You are given a stream of points on the X-Y plane. Design an algorithm that:

  • Adds new points from the stream into a data structure. Duplicate points are allowed and should be treated as different points.
  • Given a query point, counts the number of ways to choose three points from the data structure such that the three points and the query point form an axis-aligned square with positive area.

An axis-aligned square is a square whose edges are all the same length and are either parallel or perpendicular to the x-axis and y-axis.

Implement the DetectSquares class:

  • DetectSquares() Initializes the object with an empty data structure.
  • void add(int[] point) Adds a new point point = [x, y] to the data structure.
  • int count(int[] point) Counts the number of ways to form axis-aligned squares with point point = [x, y] as described above.

 

Example 1:

Input
["DetectSquares", "add", "add", "add", "count", "count", "add", "count"]
[[], [[3, 10]], [[11, 2]], [[3, 2]], [[11, 10]], [[14, 8]], [[11, 2]], [[11, 10]]]
Output
[null, null, null, null, 1, 0, null, 2]

Explanation
DetectSquares detectSquares = new DetectSquares();
detectSquares.add([3, 10]);
detectSquares.add([11, 2]);
detectSquares.add([3, 2]);
detectSquares.count([11, 10]); // return 1. You can choose:
                               //   - The first, second, and third points
detectSquares.count([14, 8]);  // return 0. The query point cannot form a square with any points in the data structure.
detectSquares.add([11, 2]);    // Adding duplicate points is allowed.
detectSquares.count([11, 10]); // return 2. You can choose:
                               //   - The first, second, and third points
                               //   - The first, third, and fourth points

 

Constraints:

  • point.length == 2
  • 0 <= x, y <= 1000
  • At most 5000 calls in total will be made to add and count.

Solution 1. Enumerate seen x values

Intuition: For query (x, y), we try each x values we’ve seen, say x1, as the x value of the other vertical edge.
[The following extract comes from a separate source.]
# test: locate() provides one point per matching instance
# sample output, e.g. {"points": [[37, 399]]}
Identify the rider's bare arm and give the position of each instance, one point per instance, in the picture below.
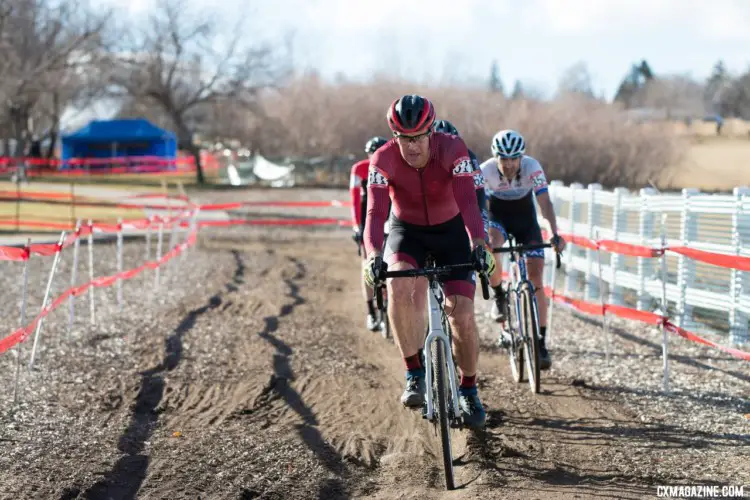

Because we want to form squares, there are only two square candidates possible.

Algorithm:

Given query (x, y), we try each x1 values we’ve seen. Another point must be (x1, y).

Since the side length d = abs(x - x1), the y value of other horizontal side must be either y1 = y + d or y2 = y - d.

So the answer is count(x1, y) * [ count(x, y1) * count(x1, y1) + count(x, y2) * count(x1, y2) ].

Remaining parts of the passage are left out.